— By Kevin Montgomery (@kevinmonty) |
Back in October, it was revealed that Pabst Brewing's new douchebro owners were working with Snoop Dogg to develop a line of flavored Colt 45. Everyone rightfully rolled their eyes at the obvious attempt to go after the controversy-plagued Sparks/Four Loko/fortified wine market. After all, strawberry lemonade is anything but beer—it's a Juicy Juice flavor. But we were able to get our hands on a case of the prototype “Blast by Colt 45” and, well, my expectations of this 12.5% ABV fruity monstrosity tasting like wolf piss were wrong.
A few of us took a few bottles to Dolores Park the other day to give the grape and blueberry pomegranate flavors a spin. Honestly, Blast tastes pretty mediocre straight out of the bottle. Having it on the rocks helps, but the idea of drinking malt liquor on the rocks deeply disturbs me and makes me fear for the future of our country.
Finally, after thinking that Blast was merely 'meh', we decided to cut it with some 7up and, honestly, it made the booze the fucking game. Apparently Colt 45 intends to start shipping this stuff to bodegas soon, but I hope for their sake they lower the ABV and put some more carbonation in it because if they do, it'll be a game changer. The mix goes tastes just like grape soda and blue raspberry Slush Puppies. The Marin Institute will blow a circuit over it. Rappers in Ohio will be rhyming in the streets. High schoolers everywhere will be getting alcohol poisoning. It'll be fantastic.

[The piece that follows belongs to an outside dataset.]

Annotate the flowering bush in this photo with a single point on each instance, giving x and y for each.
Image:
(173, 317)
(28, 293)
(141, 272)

To be clear, when I first tasted Four Loko a year ago, I thought it was proof that God loves us and wants our vomit to smell like rotten watermelon. I drank Sparks by the case in college. And I'm more apt to reach for a Sunkist than a Coke. Perhaps that makes me biased. However, all the other Four Loko fiends that tasted this stuff agreed: Colt 45 has upped the high fructose corn syrup beer game.
Comments (11)
Cranky Old Mission Guy | [Permalink]
Oh PLEASE! If you’re going to go fruity, just have a decent tiki drink, or a zombie, and be done with it. Put it in a goddam thermos if you’re piknicing.
Kevin Montgomery | [Permalink]
Because mixing drinks is hard.
Jenny Wilson | [Permalink]
Bringing your own thermos isn’t a big enough Blast for us.
Nuzz | [Permalink]
I can’t wait for your review of whisky in a can :)

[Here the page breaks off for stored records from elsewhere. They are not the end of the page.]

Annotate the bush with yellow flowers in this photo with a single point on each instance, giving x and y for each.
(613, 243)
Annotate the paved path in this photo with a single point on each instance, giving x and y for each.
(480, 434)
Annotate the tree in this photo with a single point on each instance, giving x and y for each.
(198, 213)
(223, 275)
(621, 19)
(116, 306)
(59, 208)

http://www.dailymail.co.uk/news/article-1347824/Scottish-whisky-way-Sout…
Your Sister | [Permalink]
is that really the packaging/label or just looks like that for the prototype? because i’m digging the cheap ass marketing and blunt reality of the label: “malt liquor with natural flavors (heh) and FD&C blue #1 added.” aw shit, blue #1?! count me in.
Everythingsucks | [Permalink]
Um, I thought the whole appeal of Four Loko was the caffeine/energy component, not the taste? If you just want blue colored alcohol to get messed up on Boone’s Farm and MD 20/20 had that market cornered years ago. Until someone starts throwing some caffeine in this stuff, I’ll just have to settle for my two remaining cases of pre-ban Four Lokos to quench my thirst for bad decisions.
Cranky Old Mission Guy | [Permalink]
Green tea and melon daiquiri. Simple.
TomH | [Permalink]
if it tastes good with 7up, i bet it’ll taste decent with some red bull instead.
Herr Doktor Professor Deth Vegetable | [Permalink]
Hooray! A new vector for mocking Hipsters!
Sun Drop | [Permalink]
Any idiot can mix drinks, blending alcohol is not a talent as long as you have taste buds
Jessica James | [Permalink]
DOUCHETARD! Dean again… stick with what you know BEING A DOUCHE!!!!!!!!!!!!!!!!!!!!!